# Inroduction


[![Run in Colab](https://pathway.com/assets/colab-badge.svg)](https://colab.research.google.com/drive/1psChcNIg-CP9GkrCclcUksR6MpABPw0E?usp=sharing)

In [None]:
!pip install pathway bokeh --quiet

In [None]:
import numpy as np
import pandas as pd
import matplotlib.pyplot as plt
import datetime
from datetime import datetime
import pathway as pw
import bokeh.plotting
import panel as pn

# Step 1: Importing and Preprocessing the Data

In [None]:
df = pd.read_csv('/content/dataset.csv', index_col= 0)
df.head()

# You can find the dataset here which was given with problem statement: https://drive.google.com/file/d/1RqHF3zphAFOtYZgReDJUxEFweOiVAxqP/view?usp=drive_link or in the github repo

In [None]:
df.shape

## Eventhough we have 11 columns we will only be using Timestamp(Data & Time combined together), LocationID (which is combined with Latitude and Longitude), Occupancy and Capacity for the base model

In [None]:
mapping = {'low': 0, 'average': 0.5, 'high': 1}

# Apply the mapping
df['TrafficConditionNearby'] = df['TrafficConditionNearby'].map(mapping)

In [None]:
maps = {'car': 0.75 , 'bike': 0.5 , 'truck': 1, 'cycle': 0.25}
df['VehicleType'] = df['VehicleType'].map(maps)

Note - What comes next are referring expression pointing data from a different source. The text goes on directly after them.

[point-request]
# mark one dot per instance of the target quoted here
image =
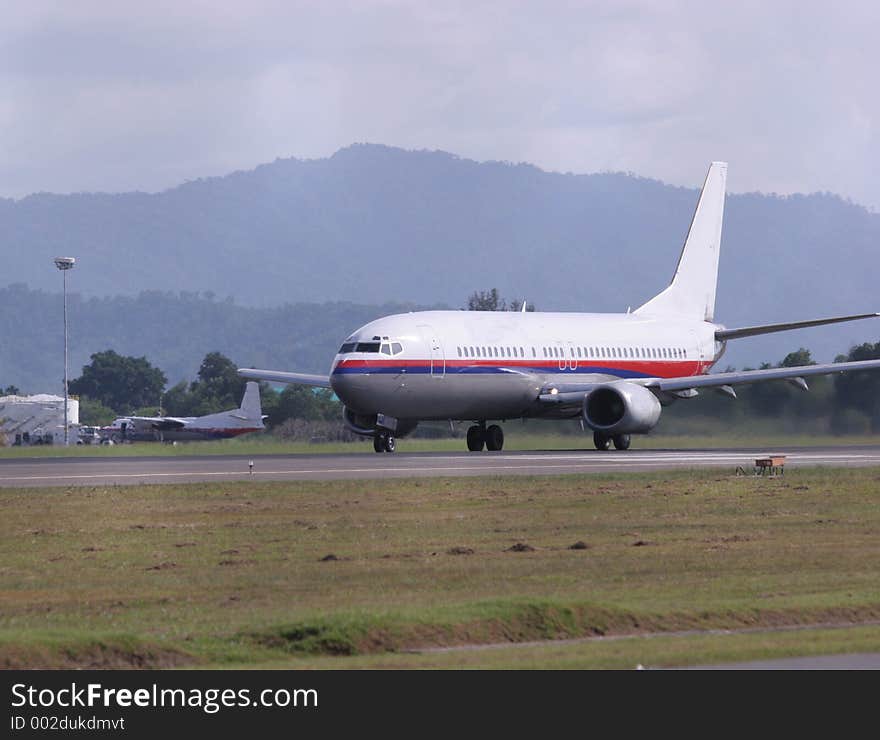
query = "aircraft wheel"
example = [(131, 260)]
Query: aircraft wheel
[(494, 438), (475, 438)]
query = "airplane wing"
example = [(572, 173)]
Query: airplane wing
[(722, 335), (276, 376), (570, 393), (162, 423)]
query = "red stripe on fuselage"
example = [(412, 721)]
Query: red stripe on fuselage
[(648, 368)]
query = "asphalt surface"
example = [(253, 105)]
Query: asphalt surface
[(84, 471)]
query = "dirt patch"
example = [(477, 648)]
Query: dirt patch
[(162, 566), (100, 655)]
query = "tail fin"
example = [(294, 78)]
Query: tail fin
[(250, 403), (692, 290)]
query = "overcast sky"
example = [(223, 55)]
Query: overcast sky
[(124, 95)]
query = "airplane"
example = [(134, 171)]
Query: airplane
[(247, 418), (614, 371)]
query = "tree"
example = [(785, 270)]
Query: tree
[(218, 387), (486, 300), (491, 300), (516, 305), (858, 391), (119, 382), (301, 402)]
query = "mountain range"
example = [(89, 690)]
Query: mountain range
[(374, 225)]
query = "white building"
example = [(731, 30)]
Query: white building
[(37, 419)]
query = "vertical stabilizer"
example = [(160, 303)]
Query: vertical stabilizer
[(250, 403), (691, 293)]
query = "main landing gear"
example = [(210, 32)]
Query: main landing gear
[(384, 442), (603, 441), (479, 436)]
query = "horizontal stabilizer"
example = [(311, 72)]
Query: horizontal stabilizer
[(276, 376), (722, 335), (715, 380)]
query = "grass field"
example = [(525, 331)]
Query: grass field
[(380, 574), (516, 439)]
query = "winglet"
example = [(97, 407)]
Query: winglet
[(251, 407), (692, 290)]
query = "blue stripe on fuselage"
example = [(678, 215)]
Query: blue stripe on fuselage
[(490, 370)]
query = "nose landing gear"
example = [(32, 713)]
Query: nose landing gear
[(479, 436), (603, 441), (384, 443)]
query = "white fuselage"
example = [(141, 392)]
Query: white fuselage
[(475, 365)]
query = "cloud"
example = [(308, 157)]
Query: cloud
[(116, 96)]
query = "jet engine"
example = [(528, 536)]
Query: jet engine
[(621, 408)]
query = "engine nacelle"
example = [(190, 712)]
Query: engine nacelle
[(367, 425), (621, 408)]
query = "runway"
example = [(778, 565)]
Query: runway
[(102, 471)]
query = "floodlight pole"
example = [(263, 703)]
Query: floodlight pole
[(64, 264)]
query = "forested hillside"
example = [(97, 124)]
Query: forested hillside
[(374, 224), (173, 330)]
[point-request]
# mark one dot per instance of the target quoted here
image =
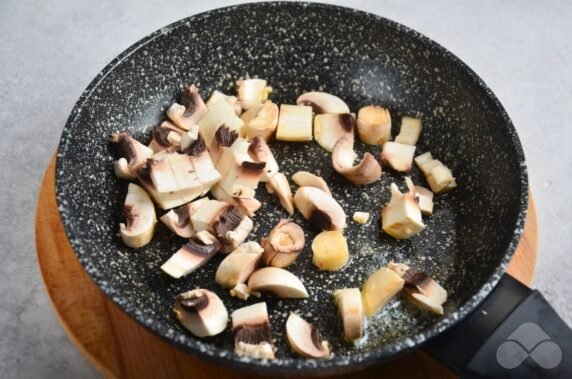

## we are mapping weights based on area they occupy (automobiles) and how much the traffic is and they are normalised before hand to narrow down normalisation in later streaming phase

In [None]:
# Combine the 'LastUpdatedDate' and 'LastUpdatedTime' columns into a single datetime column
df['Timestamp'] = pd.to_datetime(df['LastUpdatedDate'] + ' ' + df['LastUpdatedTime'],
                                  format='%d-%m-%Y %H:%M:%S')
# Combine the 'Latitude' and 'Longitude' columns into a single datetime column
df['LocationID'] = df['Latitude'].astype(str) + ',' + df['Longitude'].astype(str)
# Sort the DataFrame by the new 'Timestamp' column and reset the index
df = df.sort_values('Timestamp').reset_index(drop=True)

In [None]:

LOCATIONS = df.LocationID.unique() #will be useful when we will have to view price fluctuation in different locations in bokeh

In [None]:
# Save the selected columns to a CSV file for streaming or downstream processing
df[["Timestamp", "Occupancy", "Capacity", "LocationID", "TrafficConditionNearby" ,"QueueLength" , "IsSpecialDay" , "VehicleType"	]].to_csv("parking_stream.csv", index=False)


In [None]:
# Load the data as a simulated stream using Pathway's replay_csv function
# This replays the CSV data at a controlled input rate to mimic real-time streaming
# input_rate=1000 means approximately 1000 rows per second will be ingested into the stream.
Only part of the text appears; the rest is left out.